Alfred University News

SUNY designates Alfred University's Scott Misture '90, '94 'Distinguished Professor'

Scott Misture, Inamori Professor of Materials Science and Engineering in the Inamori School of Engineering at Alfred University, has been appointed to the rank of "Distinguished Professor" by the State University of New York (SUNY) Board of Trustees.


ALFRED, NY – Scott Misture, Inamori Professor of Materials Science and Engineering in the Inamori School of Engineering at Alfred University, has been appointed to the rank of “Distinguished Professor” by the State University of New York (SUNY) Board of Trustees. Misture, an Alfred University alumnus (B.S. ceramic engineering 1990; Ph.D., ceramic science, 1994) has been teaching at his alma mater since 1996 and is internationally-recognized as a pioneer in the development and application of materials analysis tools to understand ceramics and glasses at high temperatures.

Over the course of a 25-year teaching career at Alfred University, Misture has authored “hundreds of high impact publications, (secured) millions in sponsored research funding, and has touched hundreds, if not thousands of students with high impact research mentoring. He was a pioneer and created material characterization techniques for ceramics that have influenced the field tremendously,” Gabrielle Gaustad, dean of the Inamori School of Engineering, wrote in nominating Misture for the designation.

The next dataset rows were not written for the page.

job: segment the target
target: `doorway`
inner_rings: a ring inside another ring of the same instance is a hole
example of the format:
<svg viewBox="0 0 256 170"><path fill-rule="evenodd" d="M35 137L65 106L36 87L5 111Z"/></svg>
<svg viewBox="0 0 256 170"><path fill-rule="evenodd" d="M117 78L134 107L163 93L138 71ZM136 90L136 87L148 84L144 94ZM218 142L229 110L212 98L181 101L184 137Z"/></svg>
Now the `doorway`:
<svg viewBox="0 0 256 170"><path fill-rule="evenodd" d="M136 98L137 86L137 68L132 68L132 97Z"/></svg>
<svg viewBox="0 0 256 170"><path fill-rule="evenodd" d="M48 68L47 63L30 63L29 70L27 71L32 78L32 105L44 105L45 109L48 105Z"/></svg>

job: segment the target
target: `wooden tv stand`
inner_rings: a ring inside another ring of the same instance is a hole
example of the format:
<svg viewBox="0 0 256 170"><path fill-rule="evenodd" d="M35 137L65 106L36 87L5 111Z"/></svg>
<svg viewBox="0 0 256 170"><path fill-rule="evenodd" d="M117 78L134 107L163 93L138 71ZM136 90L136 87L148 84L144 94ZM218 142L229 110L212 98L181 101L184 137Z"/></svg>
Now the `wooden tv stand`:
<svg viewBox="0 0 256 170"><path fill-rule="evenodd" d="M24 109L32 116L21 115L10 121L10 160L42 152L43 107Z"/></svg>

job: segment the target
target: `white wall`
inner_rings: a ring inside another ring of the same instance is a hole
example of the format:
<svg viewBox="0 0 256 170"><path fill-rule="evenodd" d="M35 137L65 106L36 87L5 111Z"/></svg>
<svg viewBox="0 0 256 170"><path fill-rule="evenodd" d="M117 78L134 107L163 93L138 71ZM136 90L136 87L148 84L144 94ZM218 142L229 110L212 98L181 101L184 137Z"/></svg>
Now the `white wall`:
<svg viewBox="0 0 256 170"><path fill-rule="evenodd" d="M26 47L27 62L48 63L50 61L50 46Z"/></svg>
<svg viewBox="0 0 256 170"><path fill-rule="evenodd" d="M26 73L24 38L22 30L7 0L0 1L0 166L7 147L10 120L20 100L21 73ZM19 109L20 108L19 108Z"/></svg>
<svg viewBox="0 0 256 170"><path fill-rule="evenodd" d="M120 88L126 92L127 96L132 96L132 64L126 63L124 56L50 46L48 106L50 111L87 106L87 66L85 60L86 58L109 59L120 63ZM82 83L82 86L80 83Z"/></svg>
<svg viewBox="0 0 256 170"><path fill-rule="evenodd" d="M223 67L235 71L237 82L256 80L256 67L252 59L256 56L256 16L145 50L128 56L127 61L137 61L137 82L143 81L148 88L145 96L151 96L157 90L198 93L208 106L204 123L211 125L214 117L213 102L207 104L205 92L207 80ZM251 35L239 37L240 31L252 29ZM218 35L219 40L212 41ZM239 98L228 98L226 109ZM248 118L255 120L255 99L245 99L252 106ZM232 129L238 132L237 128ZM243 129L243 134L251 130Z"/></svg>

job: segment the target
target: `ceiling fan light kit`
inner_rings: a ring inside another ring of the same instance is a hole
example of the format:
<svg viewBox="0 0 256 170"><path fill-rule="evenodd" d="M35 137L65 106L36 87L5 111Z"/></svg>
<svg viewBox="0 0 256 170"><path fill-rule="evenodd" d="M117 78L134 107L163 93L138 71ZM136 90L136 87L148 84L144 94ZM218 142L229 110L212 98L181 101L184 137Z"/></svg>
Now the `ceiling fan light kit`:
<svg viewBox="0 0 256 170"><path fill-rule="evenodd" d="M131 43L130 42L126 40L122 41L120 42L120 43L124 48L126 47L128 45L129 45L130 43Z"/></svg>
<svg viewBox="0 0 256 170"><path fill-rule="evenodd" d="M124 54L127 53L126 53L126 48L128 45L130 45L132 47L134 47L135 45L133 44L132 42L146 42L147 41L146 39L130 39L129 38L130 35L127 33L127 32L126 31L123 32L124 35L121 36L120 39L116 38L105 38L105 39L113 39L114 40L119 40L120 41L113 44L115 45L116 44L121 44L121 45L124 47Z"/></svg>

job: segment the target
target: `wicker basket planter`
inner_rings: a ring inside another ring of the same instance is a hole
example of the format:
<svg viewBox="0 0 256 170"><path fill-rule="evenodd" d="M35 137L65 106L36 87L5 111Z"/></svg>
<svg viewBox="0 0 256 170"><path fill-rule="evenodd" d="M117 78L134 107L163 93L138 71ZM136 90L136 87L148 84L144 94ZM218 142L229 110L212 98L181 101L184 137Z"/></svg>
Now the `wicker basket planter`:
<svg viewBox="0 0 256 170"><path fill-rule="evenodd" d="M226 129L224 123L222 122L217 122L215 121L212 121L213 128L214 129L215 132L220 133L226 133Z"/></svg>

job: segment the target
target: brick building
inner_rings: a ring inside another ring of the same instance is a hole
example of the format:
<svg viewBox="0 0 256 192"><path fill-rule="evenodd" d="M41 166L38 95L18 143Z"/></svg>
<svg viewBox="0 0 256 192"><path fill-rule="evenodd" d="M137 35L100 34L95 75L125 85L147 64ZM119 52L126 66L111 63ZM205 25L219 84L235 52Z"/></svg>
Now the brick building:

Misture was on the leading edge of the growth of the New York State College of Ceramics (NYSCC) graduate research funding in the 1990s, having won the first prestigious National Science Foundation CAREER award on campus, and his extensive industry and government funding has only grown since then. He was appointed the School of Engineering’s first major endowed professorship (lnamori Professorship) and has built and maintains the largest research portfolio of any professor on campus.

His “ground breaking research findings have been supported with years of successful industrial, federal, and state funding,” Gaustad noted in her nomination. He has secured in excess of $10 million in research funding, from the U.S. Department of Energy, the U.S. Environmental Protection Agency, and the National Science Foundation (NSF), as well as from private industry. He was instrumental in securing additional funding for the High Temperature Materials Characterization Laboratory and the Center for Ceramic Research, Education, and Technology Enterprise (CREATE) Center on the Alfred University campus. He was the principal investigator on an NSF award that landed the University a $2 million Transmission Electronic Microscope and $500,000 Focused Ion Beam sampled preparation system that has the NYSCC competing with world class characterization facilities.

“As a professor, Dr. Misture has impacted undergraduate and graduate engineers at the New York State College of Ceramics,” Gaustad wrote. “He teaches one of our fundamental characterization classes and labs every single year to all of our juniors. He also teaches several advanced graduate courses to our M.S. and Ph.D. students in Ceramic Engineering, Glass Science, and Material Science and Engineering. His evaluations emphasize his meticulous nature and high bar for our engineers, as well as unwavering encouragement to get involved in research. He is frequently the advisor for a great number of our senior thesis projects. For a professor with such a large research profile and portfolio to devote significant time to undergraduate courses and research is truly distinguishing.”

In her nomination, Gaustad also cited Misture’s service to his profession. Misture serves the Inamori School of Engineering as chair of the Curriculum and Teaching committee as well as chair of the Ceramic Engineering, Glass Science, and Material Science and Engineering divisions. He serves the materials science community as a principal editor of the Journal of Materials Research and has served in leadership positions (Secretary, Vice Chair, Chair Elect and Chair) of the Basic Sciences Division of the American Ceramic Society (ACerS) and in volunteer roles with the Materials Research Society, the International Centre for Diffraction Data, the American Crystallographic Association, and the National Academy of Sciences.